The BlueField boot flow comprises 4 main phases:
- Hardware loads ARM Trusted Firmware (ATF)
- ATF loads Unified Extensible Firmware Interface (UEFI); together ATF and UEFI make up the booter software
- UEFI loads the operating system, such as the Linux kernel
- The operating system loads applications and user data
When booting from eMMC, these stages make use of two different types of storage within the eMMC part:
-
ATF and UEFI come from a special area known as an eMMC boot partition. Data from a boot partition is automatically streamed from the eMMC device to the eMMC controller under hardware control during the initial bootup. Each eMMC device has two boot partitions, and the partition that is used to stream the boot data is chosen by a non-volatile configuration register in the eMMC.
-
The operating system, applications, and user data come from the remainder of the chip, known as the user area. This area is accessed via block-size reads and writes, done by a device driver or similar software routine.
In most deployments, BlueField's ARM cores are expected to obtain their software stack from an on-board Embedded Multi-Media Card (eMMC) device. Even in environments where the final OS kernel is not kept on eMMC -- for instance, systems which boot over a network -- the initial booter code will still come from eMMC.

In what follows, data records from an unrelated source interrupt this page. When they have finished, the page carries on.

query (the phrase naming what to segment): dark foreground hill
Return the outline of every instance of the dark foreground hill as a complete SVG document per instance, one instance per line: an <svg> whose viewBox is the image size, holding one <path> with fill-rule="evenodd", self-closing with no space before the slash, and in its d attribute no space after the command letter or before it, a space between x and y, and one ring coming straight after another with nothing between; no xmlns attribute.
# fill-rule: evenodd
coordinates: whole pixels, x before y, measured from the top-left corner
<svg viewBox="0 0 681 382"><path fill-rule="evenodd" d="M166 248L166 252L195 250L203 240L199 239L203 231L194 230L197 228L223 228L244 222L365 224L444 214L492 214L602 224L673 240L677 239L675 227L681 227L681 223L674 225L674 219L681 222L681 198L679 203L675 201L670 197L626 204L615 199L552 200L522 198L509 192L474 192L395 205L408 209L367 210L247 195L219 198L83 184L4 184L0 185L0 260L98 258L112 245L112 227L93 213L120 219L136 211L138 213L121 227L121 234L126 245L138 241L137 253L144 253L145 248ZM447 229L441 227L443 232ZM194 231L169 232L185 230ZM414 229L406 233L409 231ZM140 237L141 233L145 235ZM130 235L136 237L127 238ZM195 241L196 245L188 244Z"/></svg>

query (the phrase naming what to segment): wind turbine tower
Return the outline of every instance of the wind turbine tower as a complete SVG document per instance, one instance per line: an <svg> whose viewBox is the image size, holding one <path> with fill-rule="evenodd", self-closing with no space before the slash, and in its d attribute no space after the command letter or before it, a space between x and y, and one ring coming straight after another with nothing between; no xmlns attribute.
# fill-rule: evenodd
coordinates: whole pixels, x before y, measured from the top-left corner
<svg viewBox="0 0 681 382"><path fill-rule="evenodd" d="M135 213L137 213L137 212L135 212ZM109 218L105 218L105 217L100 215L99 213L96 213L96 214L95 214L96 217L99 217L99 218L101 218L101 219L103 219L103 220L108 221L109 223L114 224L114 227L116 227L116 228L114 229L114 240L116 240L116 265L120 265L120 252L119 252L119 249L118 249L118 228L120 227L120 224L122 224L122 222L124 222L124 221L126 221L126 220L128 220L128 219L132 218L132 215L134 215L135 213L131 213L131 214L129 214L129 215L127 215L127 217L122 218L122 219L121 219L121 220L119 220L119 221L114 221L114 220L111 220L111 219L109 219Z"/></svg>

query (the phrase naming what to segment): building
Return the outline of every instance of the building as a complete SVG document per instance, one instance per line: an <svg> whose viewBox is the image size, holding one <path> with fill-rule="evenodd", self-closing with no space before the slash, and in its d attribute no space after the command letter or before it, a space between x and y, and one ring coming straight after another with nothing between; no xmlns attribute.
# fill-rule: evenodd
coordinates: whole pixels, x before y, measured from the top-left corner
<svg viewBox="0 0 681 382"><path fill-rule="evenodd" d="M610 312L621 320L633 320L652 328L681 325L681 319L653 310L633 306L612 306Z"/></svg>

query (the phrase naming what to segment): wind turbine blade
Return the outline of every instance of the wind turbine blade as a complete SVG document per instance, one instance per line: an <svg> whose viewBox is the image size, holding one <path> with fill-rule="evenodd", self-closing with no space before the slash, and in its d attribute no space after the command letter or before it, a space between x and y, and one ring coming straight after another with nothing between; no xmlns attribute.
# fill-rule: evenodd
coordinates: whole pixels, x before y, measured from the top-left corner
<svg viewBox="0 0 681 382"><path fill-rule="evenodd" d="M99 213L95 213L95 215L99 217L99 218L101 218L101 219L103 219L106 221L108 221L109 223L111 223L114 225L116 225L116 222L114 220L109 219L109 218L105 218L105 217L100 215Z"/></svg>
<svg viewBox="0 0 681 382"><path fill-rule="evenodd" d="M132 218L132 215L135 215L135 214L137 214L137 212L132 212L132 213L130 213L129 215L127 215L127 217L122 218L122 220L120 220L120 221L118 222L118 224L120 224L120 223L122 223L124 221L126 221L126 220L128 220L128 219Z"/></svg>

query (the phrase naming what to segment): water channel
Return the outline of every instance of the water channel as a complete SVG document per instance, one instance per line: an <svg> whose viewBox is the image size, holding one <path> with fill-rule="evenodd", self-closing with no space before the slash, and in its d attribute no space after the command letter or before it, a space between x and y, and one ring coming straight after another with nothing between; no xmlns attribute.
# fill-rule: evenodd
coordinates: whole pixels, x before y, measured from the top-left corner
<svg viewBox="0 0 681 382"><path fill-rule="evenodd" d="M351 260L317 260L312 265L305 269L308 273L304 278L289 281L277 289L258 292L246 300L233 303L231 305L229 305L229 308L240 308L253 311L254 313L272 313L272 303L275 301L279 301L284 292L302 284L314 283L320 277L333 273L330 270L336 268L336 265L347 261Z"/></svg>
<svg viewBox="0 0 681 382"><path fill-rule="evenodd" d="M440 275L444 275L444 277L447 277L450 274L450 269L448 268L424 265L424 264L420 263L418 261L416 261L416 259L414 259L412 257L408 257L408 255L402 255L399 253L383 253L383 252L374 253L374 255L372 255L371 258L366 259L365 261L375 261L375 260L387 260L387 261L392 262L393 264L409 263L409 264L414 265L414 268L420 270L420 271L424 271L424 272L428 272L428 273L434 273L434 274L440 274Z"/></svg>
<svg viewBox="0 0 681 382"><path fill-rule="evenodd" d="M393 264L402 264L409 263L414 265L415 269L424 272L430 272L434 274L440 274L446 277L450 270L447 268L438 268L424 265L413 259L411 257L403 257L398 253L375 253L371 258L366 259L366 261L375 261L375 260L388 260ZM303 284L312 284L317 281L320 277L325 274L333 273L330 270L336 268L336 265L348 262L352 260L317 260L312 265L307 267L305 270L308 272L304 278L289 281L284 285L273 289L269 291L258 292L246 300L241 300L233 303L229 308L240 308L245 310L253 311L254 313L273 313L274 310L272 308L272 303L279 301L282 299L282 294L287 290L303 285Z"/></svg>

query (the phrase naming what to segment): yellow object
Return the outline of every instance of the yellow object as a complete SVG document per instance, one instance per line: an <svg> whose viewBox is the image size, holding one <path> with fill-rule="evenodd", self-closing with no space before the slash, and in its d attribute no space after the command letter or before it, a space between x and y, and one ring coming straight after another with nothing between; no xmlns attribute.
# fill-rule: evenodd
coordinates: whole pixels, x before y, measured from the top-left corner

Most software stacks need to be modified or upgraded at some point in their lifetime. Doing this on a fielded BlueField system involves some risk; if there's a severe problem with the new software, system operation may be impaired to the extent that it is impossible to do further modifications to fix the problem. Ideally, one would like to be able to install a new software version on a BlueField system, try it out, and then fall back to a previous version if the new one does not work. In some environments, it's important that this fallback operation happen automatically, since there may be no physical access to the system. In others, there may be an external agent, like a service processor, which could manage the process.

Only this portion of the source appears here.